Possible credit outlook downgrade could hurt Delta
The Atlanta Journal-Constitution
Published on: 03/12/08
Zooming jet fuel prices —- which hit records Tuesday —- are once again dimming the prospects for Delta and other airlines.
The spot price of fuel rose another 5 cents to $3.17 a gallon, eclipsing the record levels in 2005 that helped push Delta and Northwest Airlines into bankruptcy. Both carriers emerged from Chapter 11 last year.
Credit rating agency Standard & Poor's said Tuesday that the high fuel prices and adverse economic trends are prompting it to review the outlooks on the 10 airlines it follows.
A switch to a "negative" outlook for Delta, which currently has a "positive" outlook, could signal that S&P will eventually lower its credit ratings if high fuel bills continued to hurt the Atlanta carrier's financial performance. A lower credit rating could reduce Delta's access to capital and increase its borrowing expenses.
Delta Chief Executive Richard Anderson said in a message to employees that the carrier will have to "do what we can" to offset higher fuel bills through fare increases and conservation measures.

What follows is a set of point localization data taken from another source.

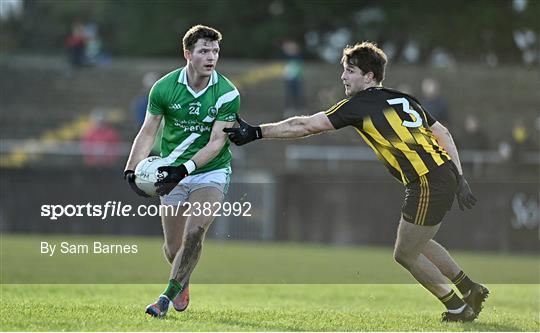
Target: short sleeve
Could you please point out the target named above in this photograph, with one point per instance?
(155, 103)
(228, 106)
(429, 118)
(342, 114)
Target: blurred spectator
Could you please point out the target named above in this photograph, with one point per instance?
(101, 143)
(140, 102)
(521, 139)
(474, 137)
(292, 73)
(433, 101)
(93, 45)
(76, 44)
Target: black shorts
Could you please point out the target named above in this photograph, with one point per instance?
(428, 198)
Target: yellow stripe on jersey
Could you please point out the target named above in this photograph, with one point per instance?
(336, 107)
(428, 134)
(387, 155)
(396, 122)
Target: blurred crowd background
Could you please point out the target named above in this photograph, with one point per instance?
(75, 77)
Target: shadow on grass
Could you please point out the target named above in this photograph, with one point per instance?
(489, 327)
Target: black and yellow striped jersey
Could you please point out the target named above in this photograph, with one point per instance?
(396, 127)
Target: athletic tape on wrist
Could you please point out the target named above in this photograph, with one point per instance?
(190, 166)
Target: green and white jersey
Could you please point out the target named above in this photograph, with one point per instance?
(189, 116)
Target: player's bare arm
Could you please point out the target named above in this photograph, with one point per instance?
(218, 138)
(144, 141)
(142, 145)
(464, 195)
(291, 128)
(297, 127)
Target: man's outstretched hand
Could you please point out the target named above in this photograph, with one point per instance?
(243, 134)
(464, 194)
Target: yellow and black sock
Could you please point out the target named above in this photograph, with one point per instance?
(173, 289)
(463, 283)
(452, 301)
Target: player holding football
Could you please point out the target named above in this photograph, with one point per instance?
(196, 104)
(417, 150)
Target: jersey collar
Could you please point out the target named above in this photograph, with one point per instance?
(182, 78)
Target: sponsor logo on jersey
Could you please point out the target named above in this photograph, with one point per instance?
(175, 106)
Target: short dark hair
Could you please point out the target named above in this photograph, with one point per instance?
(197, 32)
(366, 56)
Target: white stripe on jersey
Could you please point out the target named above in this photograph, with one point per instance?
(181, 148)
(228, 97)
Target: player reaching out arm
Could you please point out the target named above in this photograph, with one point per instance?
(417, 150)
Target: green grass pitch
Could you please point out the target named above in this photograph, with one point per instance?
(217, 304)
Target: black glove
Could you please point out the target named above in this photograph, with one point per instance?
(174, 176)
(464, 194)
(129, 175)
(243, 134)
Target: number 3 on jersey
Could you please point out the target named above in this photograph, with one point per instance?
(405, 104)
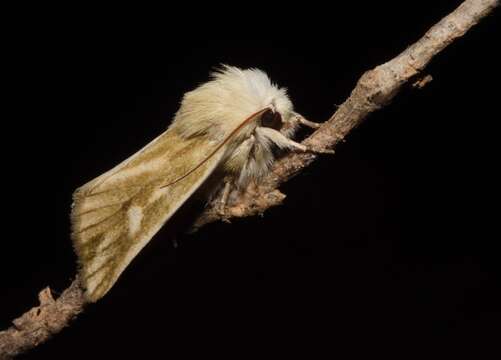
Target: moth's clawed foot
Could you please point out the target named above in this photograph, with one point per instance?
(222, 211)
(308, 123)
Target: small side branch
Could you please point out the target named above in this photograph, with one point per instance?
(375, 89)
(38, 325)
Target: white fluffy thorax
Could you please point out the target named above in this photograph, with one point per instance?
(222, 104)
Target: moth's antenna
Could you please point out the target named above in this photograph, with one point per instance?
(245, 122)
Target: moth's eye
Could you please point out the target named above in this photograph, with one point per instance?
(271, 119)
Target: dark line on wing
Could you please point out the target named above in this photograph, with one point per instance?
(99, 222)
(99, 208)
(247, 120)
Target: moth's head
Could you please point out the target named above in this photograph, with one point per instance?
(229, 98)
(251, 90)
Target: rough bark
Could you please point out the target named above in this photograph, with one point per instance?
(375, 89)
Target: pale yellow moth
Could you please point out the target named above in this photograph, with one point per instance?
(230, 124)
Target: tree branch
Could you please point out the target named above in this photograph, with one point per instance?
(375, 89)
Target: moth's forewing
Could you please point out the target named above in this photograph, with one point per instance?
(115, 215)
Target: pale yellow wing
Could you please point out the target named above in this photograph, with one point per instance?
(115, 215)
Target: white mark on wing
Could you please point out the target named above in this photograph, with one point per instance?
(135, 215)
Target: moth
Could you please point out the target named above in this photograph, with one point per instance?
(232, 124)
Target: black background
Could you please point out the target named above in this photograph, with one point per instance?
(391, 245)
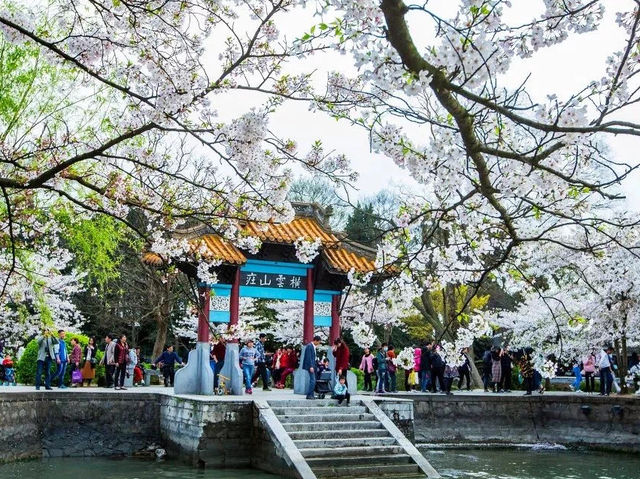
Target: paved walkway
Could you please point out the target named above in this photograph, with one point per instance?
(283, 394)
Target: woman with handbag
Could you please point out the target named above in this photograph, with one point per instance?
(89, 368)
(122, 359)
(74, 360)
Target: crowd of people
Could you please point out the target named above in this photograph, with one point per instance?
(429, 371)
(274, 367)
(121, 362)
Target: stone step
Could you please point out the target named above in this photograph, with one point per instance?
(306, 403)
(329, 461)
(370, 471)
(350, 451)
(335, 409)
(332, 433)
(333, 417)
(331, 426)
(344, 442)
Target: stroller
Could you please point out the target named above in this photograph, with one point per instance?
(323, 384)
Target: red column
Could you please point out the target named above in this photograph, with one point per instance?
(335, 332)
(234, 301)
(204, 294)
(307, 329)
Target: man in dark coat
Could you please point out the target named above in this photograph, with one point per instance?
(425, 367)
(309, 364)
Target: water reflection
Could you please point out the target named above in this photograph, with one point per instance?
(533, 464)
(126, 468)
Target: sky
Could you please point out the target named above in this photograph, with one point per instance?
(559, 70)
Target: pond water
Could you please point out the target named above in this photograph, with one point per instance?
(452, 464)
(125, 468)
(533, 464)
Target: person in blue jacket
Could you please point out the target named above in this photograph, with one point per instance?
(167, 361)
(341, 392)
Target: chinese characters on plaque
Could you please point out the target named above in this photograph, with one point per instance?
(321, 308)
(272, 280)
(219, 303)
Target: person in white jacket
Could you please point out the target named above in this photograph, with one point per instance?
(606, 377)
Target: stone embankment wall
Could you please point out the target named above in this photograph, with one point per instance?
(573, 420)
(208, 433)
(39, 424)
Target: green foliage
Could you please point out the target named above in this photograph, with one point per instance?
(360, 375)
(26, 366)
(95, 245)
(362, 226)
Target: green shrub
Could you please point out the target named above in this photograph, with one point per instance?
(26, 367)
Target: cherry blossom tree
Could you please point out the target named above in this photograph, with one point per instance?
(119, 111)
(577, 302)
(499, 169)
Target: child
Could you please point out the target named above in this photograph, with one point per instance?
(9, 372)
(340, 391)
(248, 357)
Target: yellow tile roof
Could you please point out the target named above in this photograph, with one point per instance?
(343, 260)
(338, 258)
(306, 228)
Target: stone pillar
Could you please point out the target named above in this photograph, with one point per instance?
(307, 336)
(197, 377)
(300, 376)
(335, 330)
(231, 368)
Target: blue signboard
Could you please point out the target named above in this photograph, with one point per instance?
(271, 280)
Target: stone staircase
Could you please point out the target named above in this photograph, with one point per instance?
(351, 442)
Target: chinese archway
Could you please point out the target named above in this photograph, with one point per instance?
(273, 272)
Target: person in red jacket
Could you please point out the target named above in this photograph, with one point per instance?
(288, 363)
(121, 356)
(341, 353)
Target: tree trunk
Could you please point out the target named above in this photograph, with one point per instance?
(162, 314)
(621, 352)
(476, 378)
(162, 323)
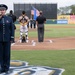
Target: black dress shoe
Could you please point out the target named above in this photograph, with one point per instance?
(7, 72)
(2, 72)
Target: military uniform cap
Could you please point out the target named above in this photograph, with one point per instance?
(3, 6)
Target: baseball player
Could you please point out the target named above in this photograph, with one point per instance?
(23, 20)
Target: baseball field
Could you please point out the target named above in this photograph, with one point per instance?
(57, 50)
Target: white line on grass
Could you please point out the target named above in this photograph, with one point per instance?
(50, 41)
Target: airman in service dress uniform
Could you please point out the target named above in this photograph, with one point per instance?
(6, 36)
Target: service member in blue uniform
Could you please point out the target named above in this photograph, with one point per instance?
(6, 36)
(40, 20)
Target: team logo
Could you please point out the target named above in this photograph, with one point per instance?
(22, 68)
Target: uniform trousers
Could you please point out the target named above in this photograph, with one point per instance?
(4, 56)
(40, 32)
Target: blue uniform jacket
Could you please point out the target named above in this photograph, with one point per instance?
(6, 29)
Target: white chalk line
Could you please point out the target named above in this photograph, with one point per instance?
(33, 43)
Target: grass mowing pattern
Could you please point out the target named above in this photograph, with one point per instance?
(57, 59)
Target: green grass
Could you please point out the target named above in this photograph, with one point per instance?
(54, 58)
(58, 59)
(63, 31)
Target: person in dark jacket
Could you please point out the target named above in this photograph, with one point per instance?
(6, 36)
(40, 20)
(14, 20)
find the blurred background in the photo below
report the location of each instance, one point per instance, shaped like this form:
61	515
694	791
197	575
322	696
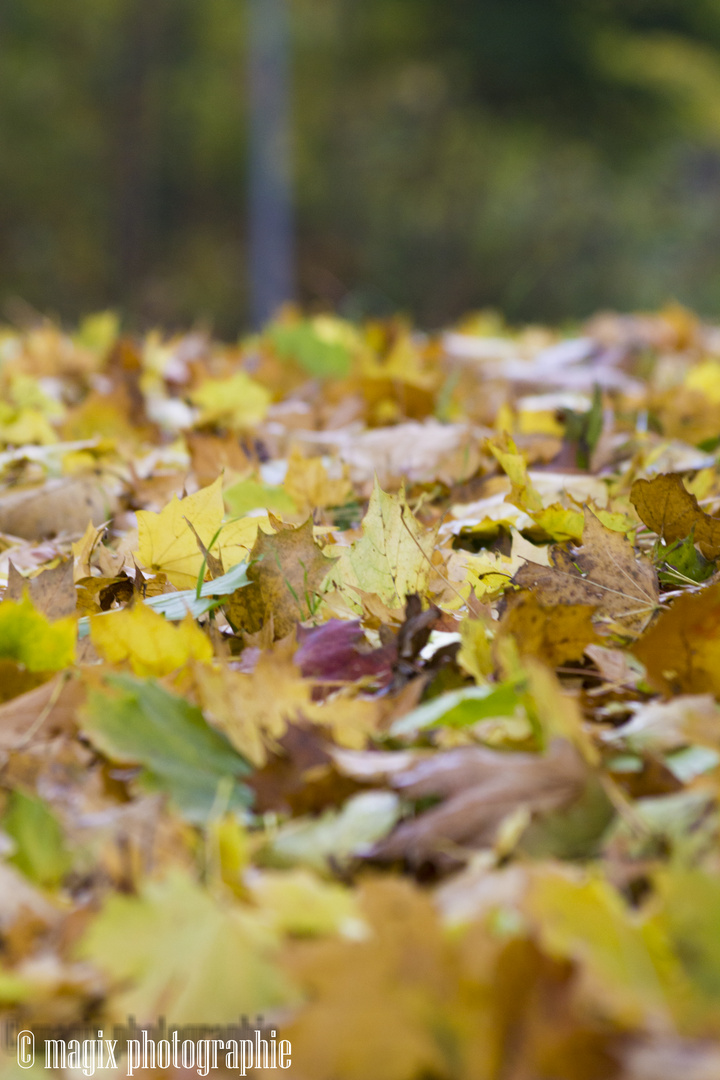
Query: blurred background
544	157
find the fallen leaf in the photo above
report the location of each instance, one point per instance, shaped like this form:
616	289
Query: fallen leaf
287	570
393	557
151	644
175	950
41	714
136	721
666	507
481	788
309	485
603	572
166	544
29	638
556	635
681	650
337	836
56	507
239	402
52	591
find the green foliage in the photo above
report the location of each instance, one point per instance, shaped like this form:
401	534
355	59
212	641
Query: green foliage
546	158
141	723
40	851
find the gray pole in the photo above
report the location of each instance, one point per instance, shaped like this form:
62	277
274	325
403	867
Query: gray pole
270	200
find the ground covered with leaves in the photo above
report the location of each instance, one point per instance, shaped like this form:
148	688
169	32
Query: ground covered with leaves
366	682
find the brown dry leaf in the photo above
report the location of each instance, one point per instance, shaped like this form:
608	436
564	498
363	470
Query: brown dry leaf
308	483
82	551
405	969
301	777
254	710
287	570
556	635
681	650
603	572
40	714
666	507
52	591
480	787
212	454
58	505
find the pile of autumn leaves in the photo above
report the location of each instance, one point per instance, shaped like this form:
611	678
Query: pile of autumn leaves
367	682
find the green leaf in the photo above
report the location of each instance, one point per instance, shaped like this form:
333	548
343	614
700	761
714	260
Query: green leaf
460	709
143	724
176	606
681	559
337	835
303	343
28	637
40	851
247	495
175	949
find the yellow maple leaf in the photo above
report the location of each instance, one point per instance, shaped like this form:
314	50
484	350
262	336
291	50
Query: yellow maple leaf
393	557
308	483
147	640
239	401
167	543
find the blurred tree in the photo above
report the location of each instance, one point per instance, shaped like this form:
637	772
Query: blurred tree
543	156
270	214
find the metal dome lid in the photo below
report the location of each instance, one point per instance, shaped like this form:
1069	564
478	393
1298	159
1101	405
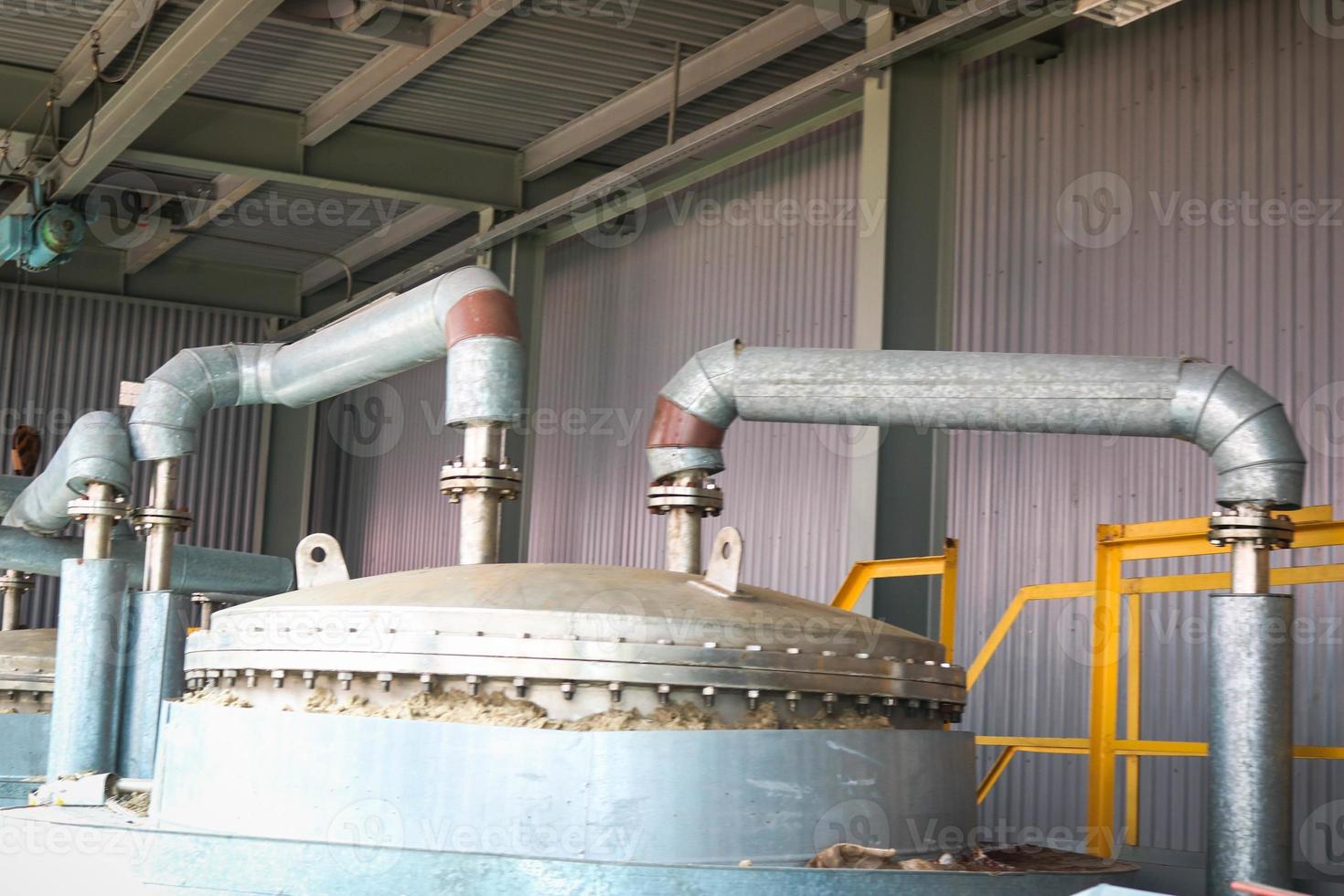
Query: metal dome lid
577	640
27	669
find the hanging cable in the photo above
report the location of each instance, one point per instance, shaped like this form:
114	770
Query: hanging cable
140	46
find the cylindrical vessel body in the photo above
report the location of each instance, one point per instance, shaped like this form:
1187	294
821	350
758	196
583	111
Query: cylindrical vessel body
156	638
1250	741
89	650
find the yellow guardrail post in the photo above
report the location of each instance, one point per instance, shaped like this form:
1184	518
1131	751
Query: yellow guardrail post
948	597
1115	598
1105	696
1133	683
943	564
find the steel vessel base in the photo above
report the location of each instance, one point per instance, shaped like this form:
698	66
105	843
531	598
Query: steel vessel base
69	849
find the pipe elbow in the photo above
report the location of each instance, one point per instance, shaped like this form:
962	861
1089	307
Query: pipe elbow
197	380
694	412
484	341
97	449
1244	432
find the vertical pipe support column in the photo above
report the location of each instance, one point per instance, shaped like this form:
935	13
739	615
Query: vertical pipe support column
1250	709
480	480
162	521
15	584
156	643
156	626
85	709
684	500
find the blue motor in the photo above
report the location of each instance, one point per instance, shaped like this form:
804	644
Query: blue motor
45	240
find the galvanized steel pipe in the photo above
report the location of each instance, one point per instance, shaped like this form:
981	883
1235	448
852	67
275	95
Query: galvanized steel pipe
1238	425
682	536
97	541
194	569
89	669
159	541
97	449
14	584
465	315
479	526
1250	739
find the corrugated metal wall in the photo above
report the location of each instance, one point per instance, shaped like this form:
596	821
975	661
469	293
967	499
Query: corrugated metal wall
621	320
385	445
1206	100
620	317
65	354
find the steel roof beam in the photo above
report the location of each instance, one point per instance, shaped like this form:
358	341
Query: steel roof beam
192	50
392	68
915	39
414	225
117	27
205	134
732	57
229	189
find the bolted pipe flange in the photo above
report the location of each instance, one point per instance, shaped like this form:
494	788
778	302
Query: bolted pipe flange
1258	527
85	507
15	581
456	478
707	498
145	518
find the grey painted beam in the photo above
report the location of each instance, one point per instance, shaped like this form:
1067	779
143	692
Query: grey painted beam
117	27
192	48
229	191
414	225
391	69
920	235
742	51
203	134
97	269
912	42
1011	37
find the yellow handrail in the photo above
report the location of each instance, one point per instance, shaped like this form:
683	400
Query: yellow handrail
1115	600
944	564
1112	597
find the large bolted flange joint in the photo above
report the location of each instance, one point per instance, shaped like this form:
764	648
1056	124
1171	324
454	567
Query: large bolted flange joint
456	478
82	508
145	518
1253	526
706	497
15	581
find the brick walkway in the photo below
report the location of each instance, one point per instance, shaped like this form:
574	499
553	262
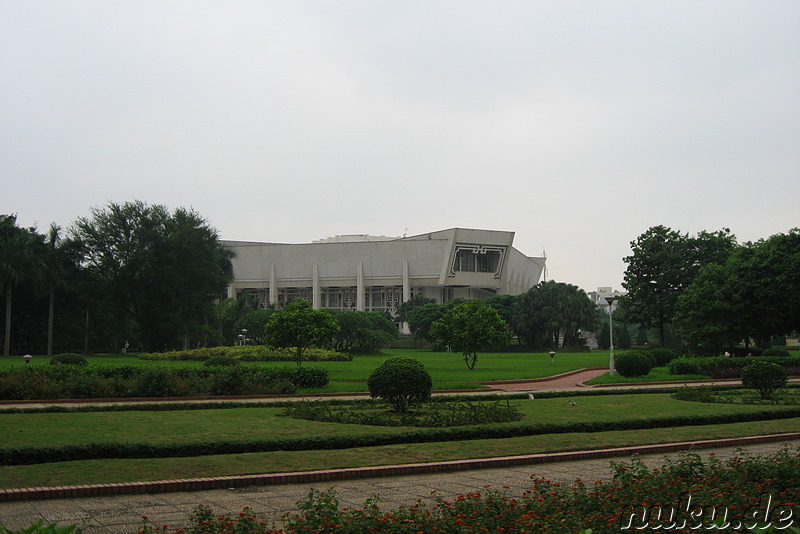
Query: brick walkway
113	512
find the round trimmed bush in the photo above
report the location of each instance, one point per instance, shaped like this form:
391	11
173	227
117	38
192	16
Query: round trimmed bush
310	377
69	358
684	366
776	352
401	382
764	377
662	356
633	364
221	361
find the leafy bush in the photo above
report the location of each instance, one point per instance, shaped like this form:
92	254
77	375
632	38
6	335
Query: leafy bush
65	382
401	382
310	377
250	353
764	377
436	413
662	356
221	361
69	358
633	364
776	352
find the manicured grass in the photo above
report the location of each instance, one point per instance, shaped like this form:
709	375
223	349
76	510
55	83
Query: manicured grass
447	370
110	471
253	424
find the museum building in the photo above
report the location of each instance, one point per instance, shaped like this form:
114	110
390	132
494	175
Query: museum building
377	273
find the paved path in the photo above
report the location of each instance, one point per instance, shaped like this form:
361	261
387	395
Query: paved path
122	513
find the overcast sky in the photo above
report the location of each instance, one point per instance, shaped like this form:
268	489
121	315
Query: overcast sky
575	124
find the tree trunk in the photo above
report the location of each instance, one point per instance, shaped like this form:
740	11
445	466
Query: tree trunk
7	339
86	333
51	319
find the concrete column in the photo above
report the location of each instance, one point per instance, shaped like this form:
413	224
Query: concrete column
316	295
273	285
360	295
406	282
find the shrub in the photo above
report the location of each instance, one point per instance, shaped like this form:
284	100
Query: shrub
227	381
310	377
764	377
684	366
662	356
221	361
634	364
401	382
776	352
69	358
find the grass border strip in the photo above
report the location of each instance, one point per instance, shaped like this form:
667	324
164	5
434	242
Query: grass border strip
97	451
208	483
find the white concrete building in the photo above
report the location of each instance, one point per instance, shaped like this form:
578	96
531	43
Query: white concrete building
377	273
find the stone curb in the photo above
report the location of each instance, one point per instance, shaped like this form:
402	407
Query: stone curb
328	475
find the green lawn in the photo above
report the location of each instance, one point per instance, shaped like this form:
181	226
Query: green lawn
261	423
447	370
54	429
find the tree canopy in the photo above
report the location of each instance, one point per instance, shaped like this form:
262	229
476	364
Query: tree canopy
552	314
470	327
161	269
662	265
754	294
299	326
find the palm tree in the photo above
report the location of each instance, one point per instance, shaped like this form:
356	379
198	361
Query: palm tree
14	255
52	266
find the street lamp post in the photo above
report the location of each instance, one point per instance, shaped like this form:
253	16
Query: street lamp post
610	301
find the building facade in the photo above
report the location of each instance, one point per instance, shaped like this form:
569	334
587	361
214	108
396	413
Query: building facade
368	273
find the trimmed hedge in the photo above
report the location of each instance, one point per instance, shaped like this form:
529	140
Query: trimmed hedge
69	358
310	377
632	364
69	382
90	451
729	367
250	353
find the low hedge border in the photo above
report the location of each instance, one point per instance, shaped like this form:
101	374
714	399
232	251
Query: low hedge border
249	353
223	404
729	367
94	451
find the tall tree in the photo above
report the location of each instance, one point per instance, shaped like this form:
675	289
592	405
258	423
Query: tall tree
755	294
663	264
162	270
17	250
469	327
299	326
553	312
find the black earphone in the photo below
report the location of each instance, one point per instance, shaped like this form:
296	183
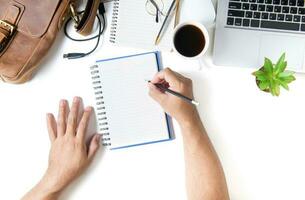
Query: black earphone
102	26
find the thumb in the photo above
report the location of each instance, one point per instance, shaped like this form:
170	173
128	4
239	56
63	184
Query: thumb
156	94
94	146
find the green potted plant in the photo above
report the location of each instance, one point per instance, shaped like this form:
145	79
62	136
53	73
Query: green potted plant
271	77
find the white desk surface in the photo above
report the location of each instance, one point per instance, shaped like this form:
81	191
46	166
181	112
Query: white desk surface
259	138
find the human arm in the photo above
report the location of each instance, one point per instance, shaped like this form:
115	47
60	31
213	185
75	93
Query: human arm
205	179
69	155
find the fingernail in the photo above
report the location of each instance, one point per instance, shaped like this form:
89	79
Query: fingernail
98	138
76	99
62	102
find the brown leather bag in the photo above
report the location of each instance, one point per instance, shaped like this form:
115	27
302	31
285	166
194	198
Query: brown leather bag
28	29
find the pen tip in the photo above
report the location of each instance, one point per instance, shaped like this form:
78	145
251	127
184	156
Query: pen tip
157	40
195	103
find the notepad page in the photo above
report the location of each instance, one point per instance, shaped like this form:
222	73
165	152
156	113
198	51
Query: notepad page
133	117
137	27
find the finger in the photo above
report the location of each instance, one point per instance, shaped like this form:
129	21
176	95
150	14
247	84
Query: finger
62	118
93	146
51	123
156	94
168	75
73	115
83	124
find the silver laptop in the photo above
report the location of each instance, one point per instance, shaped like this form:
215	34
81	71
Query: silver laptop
249	30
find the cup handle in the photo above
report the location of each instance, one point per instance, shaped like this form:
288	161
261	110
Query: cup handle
203	65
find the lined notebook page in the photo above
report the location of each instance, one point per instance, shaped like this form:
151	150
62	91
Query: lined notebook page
133	117
136	26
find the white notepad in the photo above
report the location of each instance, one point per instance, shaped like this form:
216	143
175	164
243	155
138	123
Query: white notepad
126	115
134	24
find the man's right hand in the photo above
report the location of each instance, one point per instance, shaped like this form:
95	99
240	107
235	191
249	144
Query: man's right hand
184	112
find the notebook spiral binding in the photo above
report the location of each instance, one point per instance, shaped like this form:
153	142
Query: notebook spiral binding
114	22
100	105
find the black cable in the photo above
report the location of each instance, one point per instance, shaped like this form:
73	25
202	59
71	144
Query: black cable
102	25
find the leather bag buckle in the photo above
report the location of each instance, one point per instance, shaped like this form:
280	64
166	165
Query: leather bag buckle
75	15
8	26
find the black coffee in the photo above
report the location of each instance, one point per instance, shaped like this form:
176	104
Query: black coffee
189	41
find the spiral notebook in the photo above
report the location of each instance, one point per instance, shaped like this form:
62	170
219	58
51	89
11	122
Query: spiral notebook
134	24
126	115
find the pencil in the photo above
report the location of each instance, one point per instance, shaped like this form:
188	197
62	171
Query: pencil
164	22
187	99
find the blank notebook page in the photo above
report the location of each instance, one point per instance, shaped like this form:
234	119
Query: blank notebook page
133	117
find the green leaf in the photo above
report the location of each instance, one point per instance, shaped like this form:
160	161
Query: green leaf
280	65
288	79
263	85
282	83
277	90
272	88
285	74
268	66
262	77
258	73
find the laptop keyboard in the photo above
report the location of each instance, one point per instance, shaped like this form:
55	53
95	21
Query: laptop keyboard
286	15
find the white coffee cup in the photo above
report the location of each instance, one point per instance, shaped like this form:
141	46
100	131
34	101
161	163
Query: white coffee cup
204	33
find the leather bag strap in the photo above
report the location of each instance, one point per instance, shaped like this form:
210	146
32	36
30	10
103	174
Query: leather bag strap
9	23
86	22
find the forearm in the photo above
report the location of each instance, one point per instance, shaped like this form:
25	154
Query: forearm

"The run-up in fuel prices that we've had in the last three weeks is really unprecedented," he said Friday in the recorded message to employees.
The spot price of jet fuel has risen nearly 16 percent this year. Each penny per gallon increase adds about $25 million to Delta's annual fuel bill, although the airline has also been adding to its fuel-hedge positions to effectively lock in the cost of some of its fuel.
Skyrocketing fuel costs have been a catalyst behind merger talks between Delta and Northwest, which have been on hold while the pilots unions at the two carriers negotiate a related agreement on blending seniority lists.
The Minneapolis Star-Tribune reported that Northwest's pilots union leaders convened a four-day meeting this week to discuss the status of the merger integration talks. A spokeswoman at Delta's pilots union declined to comment.
In a report Monday, UBS analyst Kevin Crissey said such mergers "may be the only way to soften the blow" from high fuel costs, which typically account for about 30 percent of an airline's operating expense. He said he expects a merger deal between Delta and Northwest "in the near term," possibly followed by a deal between United and Continental.
In an interview Tuesday, Standard & Poor's analyst Philip Baggaley said persistently high fuel prices may prod airlines to ground older, less-fuel-efficient jets or find other ways to cut costs and boost revenues.
"I think it may increase pressure to move toward a merger, although realistically, it would take months for the benefits of a merger to unfold, and there are also risks," Baggaley said.
He said rapidly rising fuel bills have increased airlines' costs at the same time that the threat of a recession could soon hem in their ability to raise fares.
Jet fuel is typically an airline's biggest expense.
"The airlines over the last two years have been able to offset very substantial increases in fuel costs" through fare increases, said Baggaley. Over the weekend, most big carriers including Delta increased fuel surcharges by $10 on most round-trip domestic tickets.
"I think that string of successes may come to an end soon," said Baggaley.